I prebiotici, fibre che si trovano in verdura o legumi e non sono assimilabili, favoriscono la crescita di batteri utili già presenti nell’intestino, permettendo così anche ai probiotici di proliferare. A differenza dei probiotici, che danno all’intestino una carrellata di batteri buoni, i prebiotici agiscono come nutrimento a lungo termine per l’intestino e sono presenti in molti cibi.

Meglio dunque, combinare, i prebiotici con cibi probiotici o integratori in modo che entrambi funzionino al meglio nel nostro organismo. Per saperne di più su alimenti che li contengono visitare il sito web Www.womenshealthmag.com.

Le noci ad esempio, contengono fibre e altri composti prebiotici che favoriscono la crescita di batteri intestinali sani. Attenzione però a non esagerare con le quantità. Poi ci sarebbe anche il cioccolato nero, grande fonte di polifenoli, sostanze antiossidanti che aiutano ad aumentare due tipi di batteri intestinali (lattobacilli e bifidobatteri), che consentono di andare regolarmente in bagno. Sì anche a cipolle, fonte naturale di inulina prebiotica. Esse aiutano l’organismo a produrre butirrato, in grado di proteggere colon e salute del cuore, riducendo colesterolo cattivo e trigliceridi.
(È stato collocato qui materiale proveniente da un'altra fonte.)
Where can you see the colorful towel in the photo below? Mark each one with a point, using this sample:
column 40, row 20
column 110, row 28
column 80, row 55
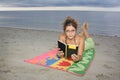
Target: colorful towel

Sì anche a farina d’avena, in quanto ricca di amido resistente, un tipo di amido prebiotico che il nostro organismo non può abbassare. Ha un effetto lassativo. L’amido in essa contenuto può anche aiutare anche a ridurre il livello di zucchero nel sangue e colesterolo. Ci sono poi le lenticchie rosse che forniscono un doppio mix di amido resistente, così come il mais.

Ma non solo…altro alleato della salute grande fonte di inulina prebiotica protettiva dal colon è il porro.

Poi abbiamo le mele, ricche di pectina prebiotica, che migliorano la salute generale dell’intestino favorendo una serie di batteri sani.